Copper peptide with a genuinely impressive body of evidence across wound healing, collagen synthesis, anti-inflammatory signalling, and hair follicle research. Topical and subcutaneous routes both have published data. Side-effect profile is minimal. One of the few peptides where the mechanism is understood well enough to make specific, testable predictions.

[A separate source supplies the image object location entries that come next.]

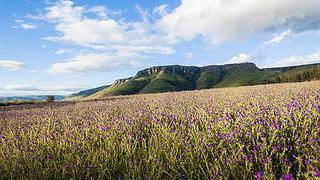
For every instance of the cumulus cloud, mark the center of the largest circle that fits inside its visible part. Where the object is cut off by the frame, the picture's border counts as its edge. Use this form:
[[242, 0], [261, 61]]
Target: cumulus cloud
[[298, 60], [188, 55], [241, 58], [279, 38], [228, 20], [26, 26], [161, 10], [94, 62], [62, 51], [76, 25], [110, 43], [11, 65]]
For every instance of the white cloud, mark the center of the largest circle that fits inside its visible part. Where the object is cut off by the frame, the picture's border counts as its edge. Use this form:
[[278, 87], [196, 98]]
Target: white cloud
[[229, 20], [188, 55], [26, 26], [76, 27], [279, 38], [161, 10], [11, 65], [95, 62], [298, 60], [110, 43], [241, 58], [62, 51]]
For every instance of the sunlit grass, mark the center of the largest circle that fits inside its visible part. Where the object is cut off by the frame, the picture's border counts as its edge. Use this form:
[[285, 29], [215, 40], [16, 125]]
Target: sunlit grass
[[270, 132]]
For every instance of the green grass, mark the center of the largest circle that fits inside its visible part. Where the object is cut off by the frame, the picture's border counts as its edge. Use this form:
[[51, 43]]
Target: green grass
[[169, 80]]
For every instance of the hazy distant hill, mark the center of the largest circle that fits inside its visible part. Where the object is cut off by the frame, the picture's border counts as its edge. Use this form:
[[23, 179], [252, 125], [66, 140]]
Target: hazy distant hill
[[29, 98], [179, 78]]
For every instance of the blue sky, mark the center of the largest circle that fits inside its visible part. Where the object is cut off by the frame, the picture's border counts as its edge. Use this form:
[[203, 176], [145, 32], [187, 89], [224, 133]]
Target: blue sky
[[60, 47]]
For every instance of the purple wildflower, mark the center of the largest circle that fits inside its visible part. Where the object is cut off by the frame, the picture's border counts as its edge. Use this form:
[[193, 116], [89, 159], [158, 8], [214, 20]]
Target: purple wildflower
[[258, 175], [287, 177]]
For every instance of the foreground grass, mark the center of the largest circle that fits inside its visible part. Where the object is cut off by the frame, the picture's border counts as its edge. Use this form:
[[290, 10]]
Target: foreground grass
[[268, 132]]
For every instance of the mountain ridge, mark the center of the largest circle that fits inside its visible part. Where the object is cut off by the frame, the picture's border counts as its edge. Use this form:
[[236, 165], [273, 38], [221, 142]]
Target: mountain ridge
[[172, 78]]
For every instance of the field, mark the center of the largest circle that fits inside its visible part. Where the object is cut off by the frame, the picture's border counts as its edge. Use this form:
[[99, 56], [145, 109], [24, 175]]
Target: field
[[258, 132]]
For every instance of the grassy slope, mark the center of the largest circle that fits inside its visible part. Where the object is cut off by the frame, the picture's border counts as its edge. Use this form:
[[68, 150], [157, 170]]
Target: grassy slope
[[229, 77]]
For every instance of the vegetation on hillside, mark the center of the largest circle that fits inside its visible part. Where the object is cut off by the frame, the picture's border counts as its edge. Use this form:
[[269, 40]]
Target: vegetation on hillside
[[181, 78]]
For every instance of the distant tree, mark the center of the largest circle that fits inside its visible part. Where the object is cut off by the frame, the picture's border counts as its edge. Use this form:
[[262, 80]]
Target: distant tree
[[50, 99]]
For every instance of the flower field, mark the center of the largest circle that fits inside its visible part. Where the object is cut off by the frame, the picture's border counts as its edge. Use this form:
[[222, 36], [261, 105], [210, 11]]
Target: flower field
[[258, 132]]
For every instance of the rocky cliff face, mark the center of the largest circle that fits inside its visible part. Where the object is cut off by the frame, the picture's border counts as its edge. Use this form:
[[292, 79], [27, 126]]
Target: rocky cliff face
[[121, 81], [175, 69]]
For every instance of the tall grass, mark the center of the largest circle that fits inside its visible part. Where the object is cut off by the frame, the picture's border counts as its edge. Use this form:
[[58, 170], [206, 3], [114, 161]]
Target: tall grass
[[260, 132]]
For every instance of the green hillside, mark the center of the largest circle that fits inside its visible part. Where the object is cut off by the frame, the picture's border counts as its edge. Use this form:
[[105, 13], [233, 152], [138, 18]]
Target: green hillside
[[180, 78]]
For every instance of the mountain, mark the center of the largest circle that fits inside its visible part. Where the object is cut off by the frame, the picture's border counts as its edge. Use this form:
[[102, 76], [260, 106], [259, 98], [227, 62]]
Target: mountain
[[86, 93], [30, 98], [180, 78]]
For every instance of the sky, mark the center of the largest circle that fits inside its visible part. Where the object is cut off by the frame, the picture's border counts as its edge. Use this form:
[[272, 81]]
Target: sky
[[63, 46]]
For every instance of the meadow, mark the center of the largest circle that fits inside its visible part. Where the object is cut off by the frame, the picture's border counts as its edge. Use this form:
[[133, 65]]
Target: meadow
[[257, 132]]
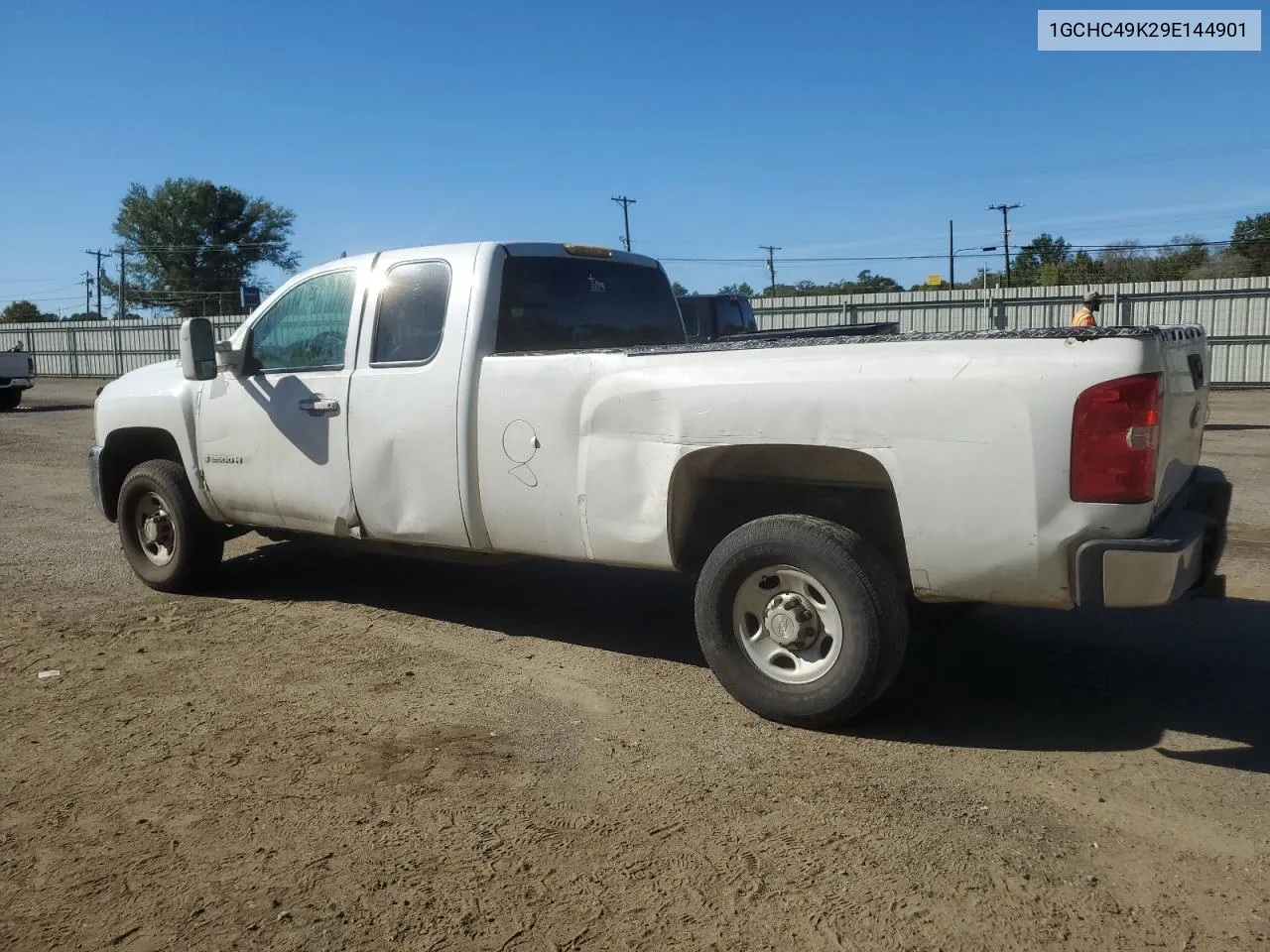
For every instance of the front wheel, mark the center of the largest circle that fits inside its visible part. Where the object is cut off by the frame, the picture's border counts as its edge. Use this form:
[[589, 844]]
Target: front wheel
[[802, 620], [168, 539]]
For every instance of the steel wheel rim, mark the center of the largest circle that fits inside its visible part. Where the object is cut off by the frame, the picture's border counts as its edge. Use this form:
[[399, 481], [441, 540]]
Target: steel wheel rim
[[762, 617], [155, 531]]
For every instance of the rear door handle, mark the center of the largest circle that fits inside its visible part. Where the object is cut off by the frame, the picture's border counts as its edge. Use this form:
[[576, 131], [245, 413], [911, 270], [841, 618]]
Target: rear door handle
[[318, 407]]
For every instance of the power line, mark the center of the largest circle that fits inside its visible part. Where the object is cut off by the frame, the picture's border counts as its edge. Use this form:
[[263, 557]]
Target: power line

A Tier - Strong Evidence, Manageable Complexity

TB-500

Strong evidence in tissue repair and anti-inflammatory research, with a well-documented synergy with BPC-157 for musculoskeletal endpoints. Drops from S to A primarily because its mechanism overlaps with BPC-157 in ways that make it harder to isolate specific effects, and because it's more expensive per research cycle.

Ipamorelin

The most selective GHRP available. Stimulates GH release without meaningfully affecting cortisol or prolactin. The selectivity simplifies research design considerably. Drops from S primarily because its utility is narrower - GH secretagogue pathway specifically - rather than the broad tissue-level effects of BPC-157 or GHK-Cu.

Semax

ACTH analogue with meaningful neuroprotective and cognitive research, including human data from Russian clinical studies. Nasal administration makes it uniquely accessible. A-tier rather than S because the Western research base is thinner than it deserves to be, and nasal bioavailability introduces more variability than subcutaneous routes.

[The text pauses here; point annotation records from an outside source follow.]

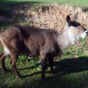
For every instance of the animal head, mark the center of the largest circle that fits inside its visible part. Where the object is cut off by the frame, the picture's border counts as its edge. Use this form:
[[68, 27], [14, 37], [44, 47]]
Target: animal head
[[75, 29]]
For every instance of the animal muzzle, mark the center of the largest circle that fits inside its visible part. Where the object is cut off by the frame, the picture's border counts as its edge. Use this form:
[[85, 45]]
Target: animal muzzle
[[84, 34]]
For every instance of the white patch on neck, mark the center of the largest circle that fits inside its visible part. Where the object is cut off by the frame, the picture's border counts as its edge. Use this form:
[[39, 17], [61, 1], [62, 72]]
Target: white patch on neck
[[71, 37]]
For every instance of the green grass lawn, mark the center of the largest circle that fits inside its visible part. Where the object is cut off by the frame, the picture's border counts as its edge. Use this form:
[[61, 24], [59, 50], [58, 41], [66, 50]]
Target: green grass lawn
[[71, 72]]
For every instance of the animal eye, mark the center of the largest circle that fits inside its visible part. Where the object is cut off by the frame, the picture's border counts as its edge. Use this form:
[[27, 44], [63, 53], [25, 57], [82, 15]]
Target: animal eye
[[75, 24]]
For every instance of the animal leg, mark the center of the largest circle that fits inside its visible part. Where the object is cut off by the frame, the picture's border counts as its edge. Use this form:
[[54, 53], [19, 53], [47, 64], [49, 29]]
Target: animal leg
[[13, 62], [51, 63], [2, 60], [43, 62]]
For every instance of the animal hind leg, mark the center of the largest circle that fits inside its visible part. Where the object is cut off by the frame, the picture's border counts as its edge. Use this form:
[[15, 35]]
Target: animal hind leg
[[51, 63], [2, 60], [13, 62], [43, 62]]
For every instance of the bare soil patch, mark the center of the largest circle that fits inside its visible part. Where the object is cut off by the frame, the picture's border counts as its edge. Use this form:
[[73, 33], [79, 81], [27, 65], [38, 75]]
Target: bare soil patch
[[54, 16]]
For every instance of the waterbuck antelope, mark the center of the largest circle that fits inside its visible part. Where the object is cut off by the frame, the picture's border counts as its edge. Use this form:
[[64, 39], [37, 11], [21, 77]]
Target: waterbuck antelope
[[31, 41]]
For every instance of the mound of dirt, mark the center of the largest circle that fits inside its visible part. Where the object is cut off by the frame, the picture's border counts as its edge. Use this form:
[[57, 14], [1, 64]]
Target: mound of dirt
[[54, 16]]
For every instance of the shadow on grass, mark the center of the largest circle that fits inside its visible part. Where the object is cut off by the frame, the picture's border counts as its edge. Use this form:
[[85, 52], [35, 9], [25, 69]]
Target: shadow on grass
[[63, 67], [11, 12]]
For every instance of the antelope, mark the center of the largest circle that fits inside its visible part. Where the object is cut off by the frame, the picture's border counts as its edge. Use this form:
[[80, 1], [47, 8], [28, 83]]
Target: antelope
[[30, 41]]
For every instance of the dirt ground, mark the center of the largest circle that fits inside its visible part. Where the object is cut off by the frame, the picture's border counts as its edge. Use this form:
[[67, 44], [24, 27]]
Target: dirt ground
[[54, 16]]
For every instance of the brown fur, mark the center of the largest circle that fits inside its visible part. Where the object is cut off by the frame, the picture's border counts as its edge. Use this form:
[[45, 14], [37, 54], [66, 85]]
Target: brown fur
[[31, 41]]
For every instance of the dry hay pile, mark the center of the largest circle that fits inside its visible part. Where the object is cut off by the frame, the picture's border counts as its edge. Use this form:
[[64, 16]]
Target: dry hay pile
[[54, 16]]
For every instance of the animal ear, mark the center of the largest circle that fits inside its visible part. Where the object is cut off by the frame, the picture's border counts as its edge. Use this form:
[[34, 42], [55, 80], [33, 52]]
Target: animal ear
[[68, 19], [75, 16]]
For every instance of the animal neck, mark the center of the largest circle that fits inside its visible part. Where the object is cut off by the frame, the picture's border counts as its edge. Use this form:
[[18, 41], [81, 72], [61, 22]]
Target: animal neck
[[66, 38]]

B Tier - Promising But Narrower or More Complex

CJC-1295 No DAC

A strong GHRH analog with a short half-life that allows pulsatile GH release. Solid evidence, good tolerability. Sits at B rather than A because its research utility is almost always realised in combination with a GHRP like Ipamorelin - which adds protocol complexity and makes isolating its specific contribution harder.

MOTS-C

One of the most mechanistically fascinating peptides in the catalogue - mitochondria-encoded, with published effects on insulin sensitivity, exercise performance, and longevity pathways. B-tier because the human research base is still thin relative to the animal literature, and optimal dosing protocols are still being established. High ceiling. Genuinely novel biology.

C Tier - High Ceiling, High Demand on the Researcher

Retatrutide

C-tier is not a knock on efficacy - Retatrutide has published the highest weight-reduction numbers of any peptide in the catalogue. It lands here because the triple-agonist mechanism (GLP-1R + GIPR + GCGR) demands more from the researcher: careful metabolic monitoring, rigorous titration protocols, and the ability to isolate effects across three receptor pathways simultaneously.

Tesamorelin

The only FDA-approved GHRH analog in the catalogue, which sounds like an argument for a higher tier - but FDA approval is for a specific indication (HIV-associated lipodystrophy) that's narrow relative to general research applications. Outside that indication, the evidence base is thinner than its regulatory status implies, and the cost per research cycle is higher than comparable GHRH analogs.

The Honest Summary

If you're designing your first peptide research protocol, start in S-tier: BPC-157 for repair and gut-health endpoints, GHK-Cu for collagen and wound healing. Add A-tier compounds as your research matures. Reserve C-tier for questions that specifically require their complexity.

The tier list will shift as new research is published. MOTS-C in particular is likely to climb as the human data catches up to the animal literature.